I climbed onto the desk, keeping my head below the top of the partition.

He believed that he was the embodiment of perfection, that there was no challenge he could not meet. “You have a world-class ego, Mr. Wolf,” I said. “Tonight, you were more concerned with your press coverage than with properly assembling your device.”

When he spoke, he sounded too relaxed, as if he hadn’t a care in the world. “Think what you want.”

John Wolf was the perfect psychopath. I wanted to grab the advantage.

“I think that one of us will die,” I said, then lit a match and touched it to the rags that extended from my Molotov cocktail. The odor and the smoke would give me away, so I had to act fast.

The ceiling was low. I reached up and rifled a line
drive toward the back wall. The bottle shattered with a roar, a wall of flames, and billowing smoke.

I threw myself up onto the top of the cubicle’s partition, precariously balancing on the junction supports, and aiming my nine-millimeter at the spot where I expected Wolf to appear.

Seconds passed. A minute.

What the hell was he doing? Black billows of smoke rolled from the rear corner toward the center of the room.

I lowered myself to the floor on the other side of the partition, remained in a crouch, and moved slowly toward the smoke. As I neared the end of the corridor, the sprinkler system spluttered on. Reflexively, I looked up and saw that two ceiling panels had been dislodged. Had he climbed up through them?

Or was it further manipulation?

I spun to my left as the killer of dozens emerged from behind the wall of smoke, his gun in his right hand, his left arm across his eyes.

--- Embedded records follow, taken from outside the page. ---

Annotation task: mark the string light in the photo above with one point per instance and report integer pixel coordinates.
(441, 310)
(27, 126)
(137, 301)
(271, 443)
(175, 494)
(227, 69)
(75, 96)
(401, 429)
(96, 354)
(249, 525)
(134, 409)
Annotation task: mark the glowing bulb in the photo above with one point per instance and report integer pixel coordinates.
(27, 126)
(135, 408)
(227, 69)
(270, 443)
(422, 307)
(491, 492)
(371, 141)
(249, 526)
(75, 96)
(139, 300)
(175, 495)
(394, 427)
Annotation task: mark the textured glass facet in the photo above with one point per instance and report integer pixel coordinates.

With a suddenness that stunned me, Wolf snapped his weapon into firing position. Both hands gripped the .44 Magnum. Wolf scanned the corridor as if he had been impervious to the dense black smoke. Then his eyes fixed on mine.

I squeezed off a single shot that slammed into Wolf’s face, sending up a mist of blood and brain. The killer went down. His gun clattered harmlessly on the floor.

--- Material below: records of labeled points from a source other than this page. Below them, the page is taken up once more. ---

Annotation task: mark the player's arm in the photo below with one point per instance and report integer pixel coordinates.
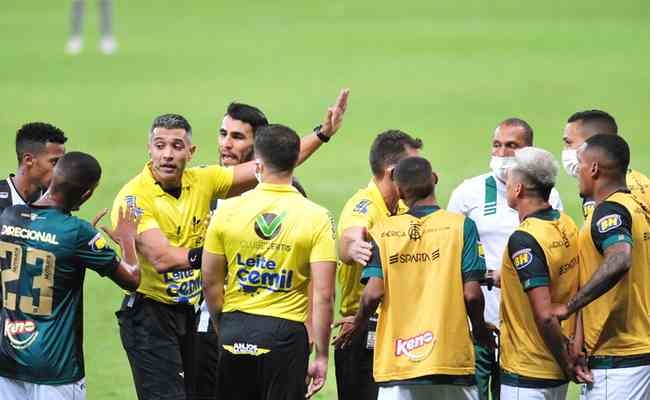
(472, 272)
(155, 247)
(213, 271)
(611, 229)
(244, 174)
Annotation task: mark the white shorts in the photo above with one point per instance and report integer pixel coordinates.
(618, 383)
(519, 393)
(11, 389)
(427, 392)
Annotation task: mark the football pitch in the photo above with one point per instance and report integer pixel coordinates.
(446, 72)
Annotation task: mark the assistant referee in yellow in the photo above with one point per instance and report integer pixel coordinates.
(157, 322)
(270, 242)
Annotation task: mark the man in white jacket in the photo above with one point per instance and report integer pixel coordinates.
(483, 199)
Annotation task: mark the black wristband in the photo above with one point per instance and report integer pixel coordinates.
(194, 257)
(323, 137)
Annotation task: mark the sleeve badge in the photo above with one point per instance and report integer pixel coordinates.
(522, 258)
(609, 222)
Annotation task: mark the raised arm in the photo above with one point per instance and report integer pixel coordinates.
(244, 174)
(213, 271)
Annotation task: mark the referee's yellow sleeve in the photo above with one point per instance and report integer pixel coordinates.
(213, 238)
(324, 246)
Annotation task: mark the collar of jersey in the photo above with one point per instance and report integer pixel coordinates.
(422, 211)
(146, 172)
(547, 214)
(271, 187)
(378, 199)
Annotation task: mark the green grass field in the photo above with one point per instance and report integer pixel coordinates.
(444, 71)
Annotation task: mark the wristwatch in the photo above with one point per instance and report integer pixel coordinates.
(323, 137)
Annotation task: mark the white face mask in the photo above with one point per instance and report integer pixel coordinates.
(258, 171)
(500, 166)
(570, 161)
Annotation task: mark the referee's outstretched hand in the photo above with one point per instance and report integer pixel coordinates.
(316, 375)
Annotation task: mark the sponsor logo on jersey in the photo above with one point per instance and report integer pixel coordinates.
(267, 226)
(414, 257)
(522, 258)
(416, 348)
(258, 272)
(30, 234)
(362, 207)
(415, 231)
(609, 222)
(132, 202)
(97, 243)
(21, 333)
(245, 348)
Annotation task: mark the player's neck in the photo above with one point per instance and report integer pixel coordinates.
(25, 187)
(528, 207)
(277, 179)
(606, 189)
(388, 194)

Wolf lay in a sodden heap. I watched as his blood spread in a pool around his head, diluted by the spray from overhead.

I was confident that I had removed him from this life.

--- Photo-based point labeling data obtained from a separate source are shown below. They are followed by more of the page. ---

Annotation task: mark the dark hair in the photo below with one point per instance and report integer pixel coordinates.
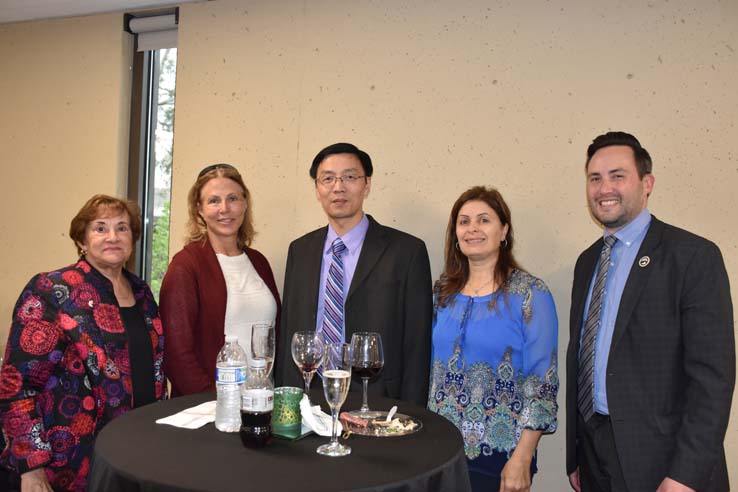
(342, 148)
(456, 269)
(642, 158)
(196, 228)
(95, 208)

I walked through the mechanical rain to his side.
Most of the back of his head was gone, but still I touched my fingers to his throat and glanced at my watch. “Time of death,” I muttered to myself. “Twelve-forty
A.M. NO
resurrection this time, lad.”

I turned and walked back toward the hallway.

“It’s almost over,” I said to Darla Michaels. “Few more seconds.”

I gently nudged Wolf’s bomb back onto the table and gazed down at a battery housing, three wires, the stacked sheets of cyclonite, and the timing mechanism. In ninety seconds, we and the BSU would be history.